Cold Email Infrastructure Compliance Tools for US Cold Outreach

Cold email in the United States is legal. It's also regulated. Getting compliance wrong creates legal exposure, reputation problems with inbox providers, and — for agencies — potential liability from clients.

Here's what CAN-SPAM requires, what tools handle compliance, and how to build compliance into your infrastructure from day one without turning your cold email into an undeliverable legal document.


CAN-SPAM: What It Actually Requires

The CAN-SPAM Act (Controlling the Assault of Non-Solicited Pornography And Marketing, 2003) governs commercial email sent to US recipients.
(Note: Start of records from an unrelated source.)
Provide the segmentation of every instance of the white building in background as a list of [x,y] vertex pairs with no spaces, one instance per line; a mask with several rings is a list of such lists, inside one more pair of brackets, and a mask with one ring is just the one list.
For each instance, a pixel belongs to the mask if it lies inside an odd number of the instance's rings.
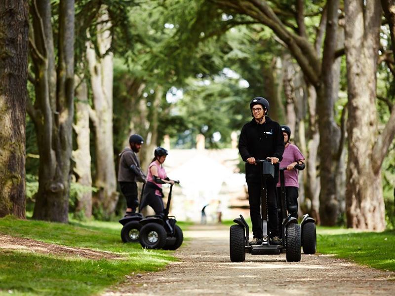
[[[222,220],[234,219],[240,214],[248,216],[245,176],[237,172],[238,150],[205,149],[204,141],[200,136],[198,148],[169,150],[166,171],[170,179],[180,183],[173,187],[170,214],[180,221],[199,222],[202,208],[207,205],[208,223],[217,222],[218,212]],[[163,191],[166,198],[168,186]],[[243,208],[235,207],[238,206]]]

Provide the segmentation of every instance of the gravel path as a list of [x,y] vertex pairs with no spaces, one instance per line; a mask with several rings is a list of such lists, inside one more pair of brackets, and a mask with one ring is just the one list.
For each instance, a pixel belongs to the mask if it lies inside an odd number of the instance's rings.
[[288,263],[278,256],[246,254],[229,259],[229,227],[199,225],[176,252],[180,260],[162,271],[131,275],[104,296],[147,295],[394,295],[395,273],[360,266],[332,257],[302,255]]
Unlike spam laws in Canada (CASL) and the EU (GDPR), CAN-SPAM is opt-out based — you can email people without prior consent, but you must follow specific rules.

The 7 CAN-SPAM requirements for cold email:

  1. No false or misleading header information: Your From:, To:, and Reply-to: fields must accurately identify you
  2. No deceptive subject lines: Subject line must reflect the content of the email
  3. Identify the email as an advertisement: Must clearly identify as a promotional communication (note: this is less strictly enforced for B2B transactional-style outreach, but include "commercial advertisement" disclosure when uncertain)
  4. Include your physical address: Your business's current street address, PO Box, or registered agent address must appear in every email
  5. Tell recipients how to opt out: Every email must include a clear, conspicuous description of how to stop receiving future emails
  6. Honor opt-out requests promptly: Opt-out requests must be processed within 10 business days; you cannot charge a fee or require identifying information beyond email address to opt out
  7. Monitor what others do on your behalf: If you hire an email service provider, both you and the provider are legally responsible for CAN-SPAM compliance

Penalty: Up to $51,744 per violation (each non-compliant email is a separate violation). Criminal penalties possible for knowing violations.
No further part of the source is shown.